Here are the winners & losers in Trump’s ‘America First’ budget
President Donald Trump will ask the U.S. Congress for dramatic cuts to many federal programs as he seeks to bulk up defense spending, start building a wall on the border with Mexico and spend more money deporting illegal immigrants.
In a federal budget proposal with many losers, the Environmental Protection Agency and State Department stand out as targets for the biggest spending reductions. Funding would disappear altogether for 19 independent bodies that count on federal money for public broadcasting, the arts and regional issues from Alaska to Appalachia.
‘America First’ budget’s key takeaways
- $54 billion boost in defense spending
- 28% cut to State Department, USAID
- 31% cut to the Environment Protection Agency
- Includes $1.5 billion in 2017 and $2.6 billion in 2018 for border wall
Trump’s budget outline is a bare-bones plan covering just “discretionary” spending for the 2018 fiscal year starting on Oct. 1. It is the first volley in what is expected to be an intense battle over spending in coming months in Congress, which holds the federal purse strings and seldom approves presidents’ budget plans.
Congress, controlled by Trump’s fellow Republicans, may reject some or many of his proposed cuts. Some of the proposed changes, which Democrats will broadly oppose, have been targeted for decades by conservative Republicans.
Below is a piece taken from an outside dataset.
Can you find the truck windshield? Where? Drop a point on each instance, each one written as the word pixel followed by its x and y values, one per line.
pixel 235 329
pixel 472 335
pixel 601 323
Moderate Republicans have already expressed unease with potential cuts to popular domestic programs such as home-heating subsidies, clean-water projects, and job training.
Trump is willing to discuss priorities, said White House budget director Mick Mulvaney, a former South Carolina congressman who made a name for himself as a spending hawk before Trump plucked him for his Cabinet.
“The president wants to spend more money on defense, more money securing the border, more money enforcing the laws, and more money on school choice, without adding to the deficit,” Mulvaney told a small group of reporters during a preview on Wednesday.
“If they have a different way to accomplish that, we are more than interested in talking to them,” Mulvaney said.
Trump wants to spend $54 billion more on defense, put a down payment on his border wall, and breathe life into a few other campaign promises. His initial budget outline does not incorporate his promise to pour $1 trillion into roads, bridges, airports and other infrastructure projects. The White House has said the infrastructure plan is still to come.
The defense increases are matched by cuts to other programs so as to not increase the $488 billion federal deficit. Mulvaney acknowledged the proposal would likely result in significant cuts to the federal workforce.
“You can’t drain the swamp and leave all the people in it,” Mulvaney said.